Iraq, however, isn't the only country to witness a sharp increase in private mercenary activities — northern and western Africa has equally become a hotspot for British, as well as international PMSCs.
Aegis Defence Services says it operates in 18 countries across the continent — these include Angola, Niger, Nigeria, the Democratic Republic of Congo and Central African Republic. G4S, on the other hand, has an annual turnover of around US$725 million in the region.
After the western-led invasion of Libya and toppling of its leader Muammar Gaddafi in 2011, the country also became a popular PMSC destination. Multinationals were interested in the country's oil and gas and the PMSCs were ready to, as an unnamed PMSC executive put it, "facilitate the re-entry of clients in Libya".
And the British company Trango Special Projects actually advertised its services on its website by saying "are you and your business ready to return to Libya?" just days after Gaddafi's death.
'Dogs of War' Come From Everywhere
Of course, it isn't just the British offering 'guns for hire'. Mercenary 'dogs of war' from almost everywhere in the world have been active in the Middle East and Africa since the 'war on terror'.
South African mercenaries, for example, hired by the Nigerian army, are fighting the Islamist group Boko Haram. The US PMSC Blackwater (now known as Academi after changing its name) has hundreds of Colombians fighting alongside Saudi Arabia in Yemen.
Whilst we know that PMCSs have been around for years, the sheer increase in their numbers and the exploitation of political instabilities, as well as allegations of human rights abuses are a worrying trend which calls for more regulation and accountability.
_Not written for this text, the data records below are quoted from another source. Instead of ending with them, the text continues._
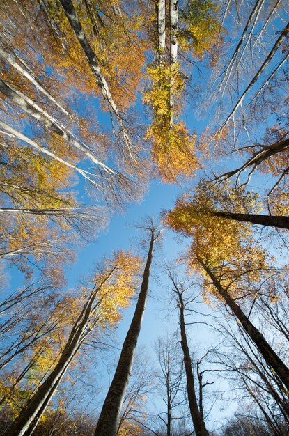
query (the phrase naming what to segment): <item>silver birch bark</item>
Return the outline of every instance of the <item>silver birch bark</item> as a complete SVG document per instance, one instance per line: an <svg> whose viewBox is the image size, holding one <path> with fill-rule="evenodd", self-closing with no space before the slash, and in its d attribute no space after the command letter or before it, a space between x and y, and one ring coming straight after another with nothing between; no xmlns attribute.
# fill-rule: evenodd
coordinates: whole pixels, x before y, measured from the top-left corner
<svg viewBox="0 0 289 436"><path fill-rule="evenodd" d="M77 150L81 150L86 157L96 165L100 166L103 171L109 173L111 176L115 173L114 170L97 160L93 155L91 154L89 151L90 147L86 146L81 141L77 140L75 136L67 130L61 123L42 109L31 99L24 95L20 91L14 89L10 85L8 85L1 79L0 79L0 91L13 102L18 104L25 112L42 123L47 129L59 135L63 138L63 139L65 139L65 141L71 143Z"/></svg>
<svg viewBox="0 0 289 436"><path fill-rule="evenodd" d="M174 109L174 77L175 73L173 66L178 59L178 0L169 0L170 2L170 29L171 29L171 45L170 45L170 65L171 65L171 88L170 88L170 112L171 112L171 128L173 123Z"/></svg>
<svg viewBox="0 0 289 436"><path fill-rule="evenodd" d="M157 0L157 60L159 65L164 64L166 55L166 1Z"/></svg>
<svg viewBox="0 0 289 436"><path fill-rule="evenodd" d="M273 368L280 381L289 390L289 368L274 351L263 335L246 316L240 306L237 304L234 299L230 295L228 290L223 288L210 267L198 256L197 256L197 260L204 271L212 279L212 283L221 297L224 298L226 304L230 307L237 319L239 320L244 331L256 344L267 364Z"/></svg>
<svg viewBox="0 0 289 436"><path fill-rule="evenodd" d="M68 19L71 28L75 32L80 45L81 46L88 63L91 66L91 71L95 78L97 84L100 86L104 99L107 102L111 114L114 114L118 123L120 132L123 134L124 143L125 144L130 157L134 157L133 146L131 143L130 136L127 127L125 127L123 120L120 114L119 110L112 98L109 85L103 75L100 69L97 56L90 45L81 24L79 21L77 13L75 10L71 0L59 0L66 17Z"/></svg>
<svg viewBox="0 0 289 436"><path fill-rule="evenodd" d="M5 50L5 49L1 45L0 54L3 58L4 58L6 61L7 61L7 62L10 63L10 65L16 68L16 70L17 70L22 75L28 79L29 81L31 81L38 91L40 91L42 94L47 97L47 98L56 106L57 106L57 107L62 112L63 112L63 114L71 118L70 114L66 111L66 109L65 109L64 107L63 107L61 104L60 104L57 102L57 100L55 100L55 98L47 91L46 91L45 88L43 88L43 86L39 83L39 81L33 77L33 75L30 72L28 67L26 65L24 61L22 59L19 59L18 56L17 56L20 62L26 67L25 68L22 67L21 65L16 62L16 61L14 60L13 56L12 56L10 53Z"/></svg>
<svg viewBox="0 0 289 436"><path fill-rule="evenodd" d="M75 322L55 368L22 409L18 417L8 429L7 436L29 436L32 434L83 341L93 326L97 323L97 317L93 321L93 325L91 325L91 315L97 310L101 302L100 300L94 304L97 290L109 279L116 268L116 265L113 267L101 285L98 288L95 286L92 290L88 299Z"/></svg>
<svg viewBox="0 0 289 436"><path fill-rule="evenodd" d="M97 182L95 180L92 178L93 174L91 174L88 171L79 168L76 165L74 165L73 164L71 164L70 162L68 162L68 161L64 160L61 157L58 157L58 156L57 156L55 153L52 153L49 150L47 150L45 147L42 147L41 146L38 144L35 141L33 141L32 139L31 139L26 135L23 134L18 130L16 130L16 129L14 129L13 127L10 126L8 124L6 124L3 121L0 120L0 127L1 127L2 129L4 129L4 131L3 131L4 134L8 134L8 136L13 136L17 138L17 139L19 139L20 141L23 141L26 142L27 144L29 144L29 146L31 146L31 147L33 147L38 151L42 153L45 155L47 155L47 156L49 156L49 157L51 157L52 159L54 159L55 160L60 162L63 165L65 165L66 166L71 168L72 169L75 171L77 173L80 174L81 177L84 177L86 180L90 182L92 185L95 186L95 187L100 189L103 189L103 186L102 186L100 183Z"/></svg>

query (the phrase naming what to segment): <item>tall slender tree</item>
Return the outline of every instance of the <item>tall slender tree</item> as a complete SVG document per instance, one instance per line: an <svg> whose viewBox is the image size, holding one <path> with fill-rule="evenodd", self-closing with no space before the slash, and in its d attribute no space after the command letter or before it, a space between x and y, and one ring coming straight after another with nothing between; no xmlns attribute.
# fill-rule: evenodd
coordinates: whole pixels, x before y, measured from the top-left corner
<svg viewBox="0 0 289 436"><path fill-rule="evenodd" d="M146 229L150 234L150 238L141 290L132 322L123 345L116 372L100 412L94 433L95 436L114 436L118 428L121 406L130 377L135 349L146 308L153 247L160 235L159 231L155 227L153 221Z"/></svg>

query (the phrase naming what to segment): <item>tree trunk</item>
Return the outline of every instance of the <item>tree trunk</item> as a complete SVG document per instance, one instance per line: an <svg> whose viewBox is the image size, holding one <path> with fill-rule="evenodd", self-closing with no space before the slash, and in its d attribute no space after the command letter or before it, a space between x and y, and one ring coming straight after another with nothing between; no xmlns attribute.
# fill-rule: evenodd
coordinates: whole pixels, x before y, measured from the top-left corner
<svg viewBox="0 0 289 436"><path fill-rule="evenodd" d="M57 100L55 100L55 98L47 91L46 91L46 89L45 88L43 88L43 86L39 83L39 81L37 81L33 77L32 74L31 74L30 71L29 70L28 67L25 65L24 61L22 61L20 58L17 56L17 57L18 57L19 61L22 62L22 63L25 65L26 68L23 68L23 67L22 67L21 65L17 63L17 62L16 62L16 61L14 60L13 56L12 56L8 52L5 50L5 49L3 47L1 47L1 46L0 46L0 54L13 67L16 68L16 70L17 70L22 75L25 76L25 77L26 77L26 79L28 79L29 80L29 81L31 81L36 86L36 88L38 91L40 91L42 94L46 95L46 97L47 97L47 98L49 98L49 100L50 101L53 102L53 103L56 106L57 106L57 107L58 109L60 109L60 110L62 112L63 112L63 114L65 114L65 115L67 115L68 116L71 118L71 116L70 115L70 114L57 102ZM15 56L16 56L16 55L15 54Z"/></svg>
<svg viewBox="0 0 289 436"><path fill-rule="evenodd" d="M194 380L193 371L192 369L191 357L189 355L189 345L187 341L186 328L185 324L185 306L182 294L178 291L180 309L180 337L182 352L184 353L185 369L187 378L187 398L189 400L189 411L195 429L196 436L209 436L209 433L205 428L205 424L202 416L201 411L198 406L198 401L196 396L195 384Z"/></svg>
<svg viewBox="0 0 289 436"><path fill-rule="evenodd" d="M14 89L10 85L0 79L0 91L10 98L14 103L18 104L25 112L31 115L36 120L42 123L47 129L56 133L65 141L69 142L77 150L80 150L92 162L101 167L104 171L113 176L114 170L111 169L102 162L97 160L89 151L90 147L77 139L75 136L53 116L42 109L31 98L19 91Z"/></svg>
<svg viewBox="0 0 289 436"><path fill-rule="evenodd" d="M171 68L177 62L178 59L178 0L169 0L170 2L170 27L171 27L171 49L170 49L170 65ZM174 80L175 71L173 68L171 70L170 81L170 113L171 113L171 128L173 123L174 111Z"/></svg>
<svg viewBox="0 0 289 436"><path fill-rule="evenodd" d="M164 65L166 54L166 1L157 0L157 64L159 66Z"/></svg>
<svg viewBox="0 0 289 436"><path fill-rule="evenodd" d="M118 364L103 404L94 436L115 436L117 431L123 397L130 380L134 352L146 307L153 244L159 235L159 234L155 235L153 228L150 229L150 247L134 314L123 343Z"/></svg>
<svg viewBox="0 0 289 436"><path fill-rule="evenodd" d="M54 369L22 409L19 416L8 429L7 436L29 436L33 431L82 343L82 336L87 327L95 297L96 291L91 293L75 322Z"/></svg>
<svg viewBox="0 0 289 436"><path fill-rule="evenodd" d="M248 166L258 166L262 162L267 160L272 156L281 153L285 150L287 150L289 147L289 139L279 141L275 143L270 144L269 146L263 146L261 150L256 151L253 154L253 156L250 157L242 166L239 166L237 169L234 169L232 171L224 173L221 176L216 177L215 180L219 179L227 179L235 174L238 174L241 171L244 171ZM252 170L253 171L253 170Z"/></svg>
<svg viewBox="0 0 289 436"><path fill-rule="evenodd" d="M258 214L249 213L232 213L230 212L220 211L212 211L209 213L214 217L220 217L221 218L226 218L227 219L252 223L253 224L260 224L260 226L269 226L271 227L278 227L279 228L289 229L289 217L259 215Z"/></svg>
<svg viewBox="0 0 289 436"><path fill-rule="evenodd" d="M123 137L124 143L127 146L129 153L130 155L132 155L132 147L130 143L127 130L123 123L123 118L121 118L116 104L112 98L109 85L100 70L97 56L86 38L77 13L73 6L73 3L71 0L59 0L59 1L61 3L66 17L68 17L71 28L75 33L75 36L85 53L86 59L91 66L91 71L95 78L96 83L100 88L102 96L109 104L109 111L111 113L114 114L117 120Z"/></svg>
<svg viewBox="0 0 289 436"><path fill-rule="evenodd" d="M248 336L256 344L267 364L273 368L276 375L289 391L289 368L285 365L278 355L276 354L272 347L270 347L263 335L253 325L240 306L238 306L231 297L228 291L223 288L209 267L199 256L197 256L197 259L208 275L211 278L214 286L220 295L224 298L226 303L239 320Z"/></svg>
<svg viewBox="0 0 289 436"><path fill-rule="evenodd" d="M263 72L264 71L265 68L267 67L267 65L269 64L269 63L270 62L271 59L273 58L273 56L274 56L274 54L277 52L278 49L279 48L280 45L281 45L281 43L284 40L285 38L288 35L288 32L289 32L289 22L287 23L287 24L286 25L284 29L280 33L280 35L279 35L278 39L276 40L275 44L272 47L272 48L270 52L269 53L268 56L265 59L264 62L263 63L263 64L260 67L259 70L257 71L257 72L256 73L255 76L253 77L253 79L251 79L251 81L249 84L248 86L246 88L246 89L244 90L244 91L242 94L242 95L240 97L238 101L235 104L234 108L231 111L231 114L227 116L227 118L226 118L226 121L224 121L224 123L223 123L223 124L221 125L221 126L220 127L220 128L217 131L217 134L218 134L219 135L221 135L221 134L223 132L225 126L227 125L228 121L230 121L230 120L232 118L232 117L235 115L235 114L237 111L237 109L242 104L242 102L244 98L245 98L247 94L249 93L250 89L253 87L254 84L257 81L257 80L258 79L258 78L260 77L260 76L261 75L261 74L263 73Z"/></svg>

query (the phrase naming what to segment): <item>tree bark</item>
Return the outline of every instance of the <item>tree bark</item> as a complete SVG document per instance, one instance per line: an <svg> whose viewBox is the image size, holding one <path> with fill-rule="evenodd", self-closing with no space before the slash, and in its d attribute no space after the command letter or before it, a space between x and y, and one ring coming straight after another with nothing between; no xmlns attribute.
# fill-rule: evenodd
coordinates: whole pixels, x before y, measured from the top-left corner
<svg viewBox="0 0 289 436"><path fill-rule="evenodd" d="M180 337L182 352L184 353L184 364L187 378L187 391L189 400L189 411L195 429L196 436L209 436L209 433L205 427L202 412L198 406L198 401L196 395L195 383L193 371L192 368L192 361L189 354L189 345L187 344L186 327L185 324L185 306L182 294L177 289L179 299L178 307L180 309Z"/></svg>
<svg viewBox="0 0 289 436"><path fill-rule="evenodd" d="M166 1L157 0L157 61L159 66L164 65L166 55Z"/></svg>
<svg viewBox="0 0 289 436"><path fill-rule="evenodd" d="M115 173L114 170L97 160L89 151L90 148L81 141L76 139L74 135L68 131L60 122L42 109L31 98L24 95L23 93L14 89L2 79L0 79L0 91L14 103L18 104L25 112L42 123L47 129L63 138L77 150L81 150L86 157L96 165L100 166L104 171L111 176Z"/></svg>
<svg viewBox="0 0 289 436"><path fill-rule="evenodd" d="M257 72L256 73L255 76L253 77L253 79L251 79L251 81L250 81L250 83L249 84L247 87L246 88L246 89L244 91L244 92L242 94L242 95L238 99L237 103L235 104L235 106L234 106L233 109L232 109L231 112L227 116L227 118L226 118L226 121L224 121L223 123L223 124L221 125L221 126L220 127L219 130L217 132L216 134L220 135L221 134L221 132L223 132L224 128L225 127L225 126L227 125L228 121L230 121L231 118L235 115L235 114L237 111L237 109L242 104L242 102L244 98L245 98L245 96L247 95L247 94L249 93L250 89L253 87L253 84L257 81L257 80L258 79L258 78L260 77L260 76L261 75L261 74L263 73L263 72L264 71L265 68L267 67L267 65L270 62L271 59L274 56L275 53L276 52L276 51L279 48L280 45L282 44L283 41L284 40L285 38L288 35L288 32L289 32L289 22L287 23L286 26L284 27L284 29L280 33L280 35L279 35L278 39L276 40L275 44L272 47L272 48L270 52L269 53L268 56L267 56L267 58L265 59L265 60L264 61L264 62L263 63L263 64L260 67L259 70L257 71Z"/></svg>
<svg viewBox="0 0 289 436"><path fill-rule="evenodd" d="M92 293L70 332L68 341L54 369L22 409L18 417L8 429L7 436L28 436L52 398L62 377L82 343L82 335L87 327L96 291Z"/></svg>
<svg viewBox="0 0 289 436"><path fill-rule="evenodd" d="M102 96L109 104L109 111L111 113L114 114L116 118L123 134L124 143L127 146L129 154L132 156L132 147L127 130L123 123L123 120L120 115L118 109L112 98L109 85L101 71L97 57L86 38L77 13L73 6L73 3L71 0L59 0L59 1L61 3L66 17L68 17L71 28L75 33L75 36L85 53L88 64L91 66L91 71L95 78L96 83L100 88Z"/></svg>
<svg viewBox="0 0 289 436"><path fill-rule="evenodd" d="M289 229L289 217L279 215L259 215L249 213L233 213L230 212L210 211L210 215L220 217L240 222L252 223L260 226L277 227L278 228Z"/></svg>
<svg viewBox="0 0 289 436"><path fill-rule="evenodd" d="M17 62L16 62L16 61L14 60L13 56L12 56L8 52L7 52L3 47L1 47L1 46L0 46L0 54L2 56L2 57L4 58L4 59L6 59L6 61L7 61L7 62L8 62L13 67L16 68L16 70L17 70L23 76L25 76L25 77L28 79L29 81L31 81L38 91L40 91L42 94L46 95L46 97L47 97L47 98L50 101L52 101L56 106L57 106L57 107L62 112L63 112L63 114L65 114L70 118L71 117L71 116L66 111L66 109L65 109L64 107L63 107L58 103L58 102L47 91L46 91L45 88L43 88L43 86L39 83L39 81L33 77L33 76L32 75L32 74L31 74L26 65L25 65L26 68L24 68L23 67L22 67L21 65L19 65ZM19 57L18 59L19 59L19 61L22 62L22 64L25 65L22 59L19 59Z"/></svg>
<svg viewBox="0 0 289 436"><path fill-rule="evenodd" d="M227 179L232 176L238 174L241 171L244 171L248 166L253 165L255 167L258 166L262 162L265 162L272 156L276 155L287 150L289 147L289 138L279 141L279 142L270 144L269 146L265 146L261 150L256 151L253 154L253 156L250 157L242 166L240 166L237 169L234 169L232 171L224 173L221 176L219 176L214 180Z"/></svg>
<svg viewBox="0 0 289 436"><path fill-rule="evenodd" d="M130 380L134 352L146 308L153 244L159 236L159 233L155 235L153 228L150 231L150 247L134 314L123 343L114 377L103 404L94 436L115 436L117 431L123 397Z"/></svg>
<svg viewBox="0 0 289 436"><path fill-rule="evenodd" d="M248 336L256 344L264 360L266 361L267 365L269 365L269 366L271 366L273 368L280 380L284 384L286 389L289 391L289 368L285 365L278 355L276 354L272 347L270 347L263 335L260 333L258 329L256 329L256 327L248 319L240 306L238 306L235 300L231 297L228 291L223 288L217 278L214 276L206 263L198 256L197 260L212 279L214 286L220 295L224 298L226 303L235 315L236 318L239 320Z"/></svg>

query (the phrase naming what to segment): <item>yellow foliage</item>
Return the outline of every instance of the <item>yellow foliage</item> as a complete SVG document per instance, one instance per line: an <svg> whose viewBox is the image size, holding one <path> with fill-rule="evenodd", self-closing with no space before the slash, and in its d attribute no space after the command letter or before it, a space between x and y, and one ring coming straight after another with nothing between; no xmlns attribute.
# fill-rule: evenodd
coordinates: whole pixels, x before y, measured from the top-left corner
<svg viewBox="0 0 289 436"><path fill-rule="evenodd" d="M175 208L166 214L165 221L192 238L187 261L189 268L203 274L201 259L224 287L229 287L234 296L240 297L249 288L253 292L254 283L268 267L270 258L255 240L249 224L210 214L220 207L222 210L235 208L235 212L242 212L258 209L259 203L255 194L233 189L229 184L220 187L201 182L194 195L187 194L178 200ZM204 281L204 290L215 294L210 279Z"/></svg>

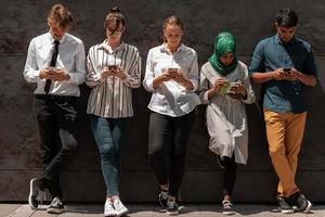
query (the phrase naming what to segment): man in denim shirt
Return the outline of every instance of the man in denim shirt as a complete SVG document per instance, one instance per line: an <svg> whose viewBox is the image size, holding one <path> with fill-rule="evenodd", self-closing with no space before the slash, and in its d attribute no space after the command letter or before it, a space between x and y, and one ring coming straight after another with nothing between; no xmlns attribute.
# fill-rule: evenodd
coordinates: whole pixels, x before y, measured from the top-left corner
<svg viewBox="0 0 325 217"><path fill-rule="evenodd" d="M257 44L249 66L251 80L262 84L269 152L280 179L277 201L286 214L294 206L304 213L311 208L295 175L307 115L303 88L316 85L317 73L311 46L295 37L297 23L295 11L280 10L277 34Z"/></svg>

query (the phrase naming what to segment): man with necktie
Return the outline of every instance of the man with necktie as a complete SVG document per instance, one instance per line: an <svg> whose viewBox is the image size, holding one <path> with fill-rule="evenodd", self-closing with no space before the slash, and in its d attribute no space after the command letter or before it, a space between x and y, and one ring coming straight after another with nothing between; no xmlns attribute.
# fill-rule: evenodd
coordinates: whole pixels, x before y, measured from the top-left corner
<svg viewBox="0 0 325 217"><path fill-rule="evenodd" d="M43 173L30 180L29 206L36 209L48 189L53 201L48 213L64 212L60 175L77 151L78 85L84 81L84 48L67 34L69 10L55 4L48 14L49 33L30 41L24 77L36 82L34 110L40 136Z"/></svg>

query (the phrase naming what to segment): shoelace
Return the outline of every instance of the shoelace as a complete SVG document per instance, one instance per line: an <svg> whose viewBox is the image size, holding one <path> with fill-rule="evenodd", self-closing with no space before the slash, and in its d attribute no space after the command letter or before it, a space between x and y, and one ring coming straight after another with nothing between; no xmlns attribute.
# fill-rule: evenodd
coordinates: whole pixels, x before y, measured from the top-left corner
<svg viewBox="0 0 325 217"><path fill-rule="evenodd" d="M106 202L108 205L105 204L105 210L114 210L113 203Z"/></svg>
<svg viewBox="0 0 325 217"><path fill-rule="evenodd" d="M40 189L37 189L36 191L37 191L36 200L38 201L39 205L42 205L46 196L46 192Z"/></svg>
<svg viewBox="0 0 325 217"><path fill-rule="evenodd" d="M51 206L62 206L62 202L60 200L55 200L53 204L51 204Z"/></svg>
<svg viewBox="0 0 325 217"><path fill-rule="evenodd" d="M123 208L123 205L117 201L116 203L114 203L114 207L115 207L115 210L121 210Z"/></svg>
<svg viewBox="0 0 325 217"><path fill-rule="evenodd" d="M223 202L223 208L232 208L233 204L230 201Z"/></svg>

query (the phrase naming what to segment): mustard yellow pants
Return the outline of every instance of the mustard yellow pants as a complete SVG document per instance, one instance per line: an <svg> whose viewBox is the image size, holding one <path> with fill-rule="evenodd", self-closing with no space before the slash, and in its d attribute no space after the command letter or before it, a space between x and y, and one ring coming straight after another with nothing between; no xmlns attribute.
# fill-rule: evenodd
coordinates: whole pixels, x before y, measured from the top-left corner
<svg viewBox="0 0 325 217"><path fill-rule="evenodd" d="M299 191L295 176L303 138L307 112L276 113L264 110L269 153L280 179L278 195L288 197Z"/></svg>

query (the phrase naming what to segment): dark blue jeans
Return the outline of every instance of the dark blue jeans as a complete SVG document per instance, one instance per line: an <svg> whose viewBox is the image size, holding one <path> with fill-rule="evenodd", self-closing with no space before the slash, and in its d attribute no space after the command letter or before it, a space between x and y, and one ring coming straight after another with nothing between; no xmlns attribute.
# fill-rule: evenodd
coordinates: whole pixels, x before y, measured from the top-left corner
<svg viewBox="0 0 325 217"><path fill-rule="evenodd" d="M120 150L128 118L105 118L90 115L90 125L102 163L107 196L119 195Z"/></svg>

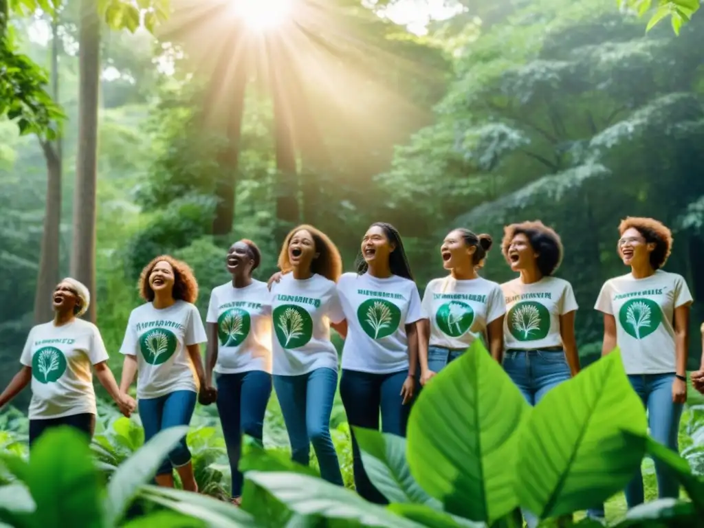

"For too long this murky world of guns for hire has been allowed to grow unchecked. In letting the industry regulate itself, the government has failed: only binding regulation will do. The time has come to ban these companies from operating in conflict zones and end the privatization of war," John Hilary, Executive Director at War on Want told Sputnik.
War on Want began its campaign for more regulation of PMSCs ten years ago, calling for a complete ban on private mercenaries in conflict zones.
In 2010, they successfully facilitated the UN Human Rights Council debate of the first draft of a possible Convention on Private Military and Security Companies. The draft has since been reviewed and revised by an intergovernmental working group. The group's analysis of PMSCs will be presented to the UN General Assembly in 2016. Until then, the 'dogs' will keep barking.